From protection to prevention
This is the shift AI security now requires. For years, organizations have focused on protecting sensitive information after it enters complex environments. The next stage is reducing the amount of sensitive information that enters those environments in the first place.
A prevention-first machine learning architecture asks a different set of questions. Can the representation be generated inside the trusted source environment? Can raw inputs, encoder parameters and sensitive gradients remain there? Can downstream training and inference operate only on vectors? Can the vector be useful for prediction without being useful for reconstruction?
This approach does not replace encryption, access control, monitoring, data governance or responsible retention practices. It should work alongside them. But it reduces the burden on every downstream control because there is less raw sensitive data to defend.
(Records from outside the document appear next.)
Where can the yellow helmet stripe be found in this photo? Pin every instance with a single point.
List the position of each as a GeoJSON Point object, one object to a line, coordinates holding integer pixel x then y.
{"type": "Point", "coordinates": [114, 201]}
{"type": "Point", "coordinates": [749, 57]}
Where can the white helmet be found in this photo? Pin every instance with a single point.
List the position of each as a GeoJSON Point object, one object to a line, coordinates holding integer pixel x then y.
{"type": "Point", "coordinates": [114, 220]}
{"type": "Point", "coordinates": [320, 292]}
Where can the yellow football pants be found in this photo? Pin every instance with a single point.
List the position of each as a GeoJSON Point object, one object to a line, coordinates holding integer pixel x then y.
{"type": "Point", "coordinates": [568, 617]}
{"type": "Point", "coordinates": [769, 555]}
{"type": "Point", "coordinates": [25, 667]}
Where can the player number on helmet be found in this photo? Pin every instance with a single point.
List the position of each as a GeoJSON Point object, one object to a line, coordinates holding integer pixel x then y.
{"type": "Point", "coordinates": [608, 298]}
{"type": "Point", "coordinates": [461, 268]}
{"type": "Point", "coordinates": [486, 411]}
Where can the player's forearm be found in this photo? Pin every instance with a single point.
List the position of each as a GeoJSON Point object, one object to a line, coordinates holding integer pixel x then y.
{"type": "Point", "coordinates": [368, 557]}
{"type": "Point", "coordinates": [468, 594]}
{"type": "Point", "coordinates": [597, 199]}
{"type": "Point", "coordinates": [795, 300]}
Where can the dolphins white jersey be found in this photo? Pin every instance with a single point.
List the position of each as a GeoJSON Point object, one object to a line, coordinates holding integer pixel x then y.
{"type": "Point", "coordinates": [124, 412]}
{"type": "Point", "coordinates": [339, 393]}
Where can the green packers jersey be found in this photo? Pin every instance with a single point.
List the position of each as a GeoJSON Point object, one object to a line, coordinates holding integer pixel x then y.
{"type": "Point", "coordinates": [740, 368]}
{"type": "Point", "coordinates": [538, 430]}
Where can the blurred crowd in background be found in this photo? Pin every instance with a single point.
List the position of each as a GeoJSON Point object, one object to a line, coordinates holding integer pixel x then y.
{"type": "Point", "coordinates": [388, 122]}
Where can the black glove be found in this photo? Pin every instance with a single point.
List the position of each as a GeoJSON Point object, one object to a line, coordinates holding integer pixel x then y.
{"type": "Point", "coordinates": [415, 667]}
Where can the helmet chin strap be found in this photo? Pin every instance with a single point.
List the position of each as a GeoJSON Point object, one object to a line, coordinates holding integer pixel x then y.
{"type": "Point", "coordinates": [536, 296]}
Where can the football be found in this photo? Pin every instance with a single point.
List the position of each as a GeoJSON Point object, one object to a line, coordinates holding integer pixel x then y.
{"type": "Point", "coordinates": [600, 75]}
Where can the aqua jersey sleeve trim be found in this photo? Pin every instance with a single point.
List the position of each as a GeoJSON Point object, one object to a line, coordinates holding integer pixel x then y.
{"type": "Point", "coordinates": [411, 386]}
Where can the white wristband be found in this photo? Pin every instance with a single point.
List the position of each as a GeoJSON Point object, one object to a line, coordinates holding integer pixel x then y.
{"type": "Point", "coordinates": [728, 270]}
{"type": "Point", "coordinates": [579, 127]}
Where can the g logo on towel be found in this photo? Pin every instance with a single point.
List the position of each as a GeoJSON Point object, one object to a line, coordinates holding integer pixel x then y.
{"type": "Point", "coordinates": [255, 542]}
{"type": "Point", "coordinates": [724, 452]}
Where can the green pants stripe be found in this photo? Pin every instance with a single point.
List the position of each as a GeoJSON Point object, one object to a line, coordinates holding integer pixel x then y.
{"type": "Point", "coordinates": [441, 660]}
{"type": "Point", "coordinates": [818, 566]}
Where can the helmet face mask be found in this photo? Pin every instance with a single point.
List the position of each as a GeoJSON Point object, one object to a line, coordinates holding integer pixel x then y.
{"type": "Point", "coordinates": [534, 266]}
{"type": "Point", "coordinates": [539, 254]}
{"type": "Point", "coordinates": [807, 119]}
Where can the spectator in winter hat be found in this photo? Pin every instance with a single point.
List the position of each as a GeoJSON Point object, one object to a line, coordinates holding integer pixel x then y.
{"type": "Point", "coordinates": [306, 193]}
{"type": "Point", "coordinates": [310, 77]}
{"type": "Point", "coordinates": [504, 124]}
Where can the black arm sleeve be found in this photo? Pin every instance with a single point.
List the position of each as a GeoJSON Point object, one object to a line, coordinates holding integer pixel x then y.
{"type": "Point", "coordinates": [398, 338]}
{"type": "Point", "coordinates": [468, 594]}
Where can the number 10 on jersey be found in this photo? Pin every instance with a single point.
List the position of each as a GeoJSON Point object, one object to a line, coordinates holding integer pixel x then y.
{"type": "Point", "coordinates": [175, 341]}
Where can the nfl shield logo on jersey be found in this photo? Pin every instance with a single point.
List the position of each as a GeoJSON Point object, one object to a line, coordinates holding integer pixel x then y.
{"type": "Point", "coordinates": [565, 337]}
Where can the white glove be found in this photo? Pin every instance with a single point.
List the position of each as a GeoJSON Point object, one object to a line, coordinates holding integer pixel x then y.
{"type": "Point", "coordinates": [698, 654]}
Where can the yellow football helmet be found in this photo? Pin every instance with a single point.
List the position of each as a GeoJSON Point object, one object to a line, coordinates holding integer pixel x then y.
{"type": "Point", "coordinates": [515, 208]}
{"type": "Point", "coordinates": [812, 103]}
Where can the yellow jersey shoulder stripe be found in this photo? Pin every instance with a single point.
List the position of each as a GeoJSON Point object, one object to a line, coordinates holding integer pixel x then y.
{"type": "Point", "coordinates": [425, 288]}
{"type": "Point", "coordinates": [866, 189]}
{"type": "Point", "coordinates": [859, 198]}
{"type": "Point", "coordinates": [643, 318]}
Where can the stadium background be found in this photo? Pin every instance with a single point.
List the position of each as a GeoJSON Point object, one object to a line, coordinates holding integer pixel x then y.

It also creates a security posture that is more resilient to changing computational assumptions, including the post-quantum concerns that make long-term reliance on cryptographic secrecy alone increasingly difficult.
From security control to competitive advantage
The broader opportunity is not only security. It is access. Many organizations possess highly valuable datasets that remain underused because the privacy, governance and regulatory risk is too high. Healthcare, financial services, insurance, identity, fraud prevention and supply chain operations all contain data that could improve AI systems if it could be used safely.
The enterprises that win with AI may not be the ones with the largest models. They may be the ones who can safely unlock the most valuable data. That requires a change in mindset. Sensitive data should not be treated as something that must inevitably be copied, moved and exposed so that AI can function. It should be treated as something that can be transformed, minimized and used through safer interfaces.
Ultimately, the future of AI security will not be won by building higher walls around ever-larger pools of raw data. It will be won by designing pipelines in which sensitive data travels less, reveals less and becomes less useful to attackers at every boundary.
Train on the vector. Never expose the raw data. For enterprise AI, that is not just a security principle. It is the path from proof of concept to production.